Balinares 8 hours ago | parent [-]

I'm not seeing where the content you linked is supporting your argument.

superkuh 4 hours ago | parent [-]

It's background education in the basics so you can understand what drug addiction is and the neurological differences in the active populations for wanting versus liking. I guess I can spell it out.

Addictive drugs directly increase wanting via directly activating the downstream targets of dopaminergic populations which predict the valence of stimuli and control of wanting and motivation. By taking a chemically addictive drug you don't even have to enjoy the stimuli related to it. You will still be conditioned to want it and be motivated to re-experience the stimuli surrounding it.

This is vastly different in mechanism and result than simply seeing or hearing a screen. These things cannot directly increase incentive salience regardless of actual valance of the stimuli. You have to actually enjoy the thing and the experiences to form habits.

Do you see the difference now? One thing, the chemical drugs, are addictive. The other things are enjoyable. One will addict everyone because they're addictive. The other only leads to addiction-like behaviors in the context of say, random interval operant conditioning, if you actually enjoy the thing intrinsically first and are of the fairly small subset of that subset that is predisposed to behavioral addictive behaviors.

46493168 2 hours ago | parent [-]

This strikes me as a distinction without a difference.

superkuh 22 minutes ago | parent [-]

You're right in an important sense. There's not much difference in outcome between direct manipulation of wanting with drugs and using enjoyable stimuli in some form of unethical non-consensual conditioning program (aka advertising).

What I am trying to get across, and what I'd hoped all the conditionals and premises I laid out in my original comment made clear, is exactly what I've been explaining in detail:

Screens are not drugs. They are not somehow uniquely and magically addictive (like drugs actually are). The multi-media is not the problem and not the device to be regulated. The corporate structure and motivations are the problem. This issue literally applies to any possible human perception even outside of screens. Sport fishing itself is random interval operant conditioning in the same way that corporations use. And frankly, with a boat, it's just as big of a money and time sink.
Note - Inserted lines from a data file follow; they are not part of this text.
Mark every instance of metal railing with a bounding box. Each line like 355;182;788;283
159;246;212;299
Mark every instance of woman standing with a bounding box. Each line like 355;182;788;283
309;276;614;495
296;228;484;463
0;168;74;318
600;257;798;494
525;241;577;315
I am saying it's important not to think of screens as the problem. The problem is the corporations' behavior. That's a big difference in terms of the legislation used to mitigate the problem and the people to which it will apply. The Digital Markets Act in the EU is a good template to follow with it only applying to very large incorporated entities acting as gatekeepers. And most importantly we should not be making laws regulating screens themselves because we think screens are more addictive than, say, an enjoyable day out on the lake.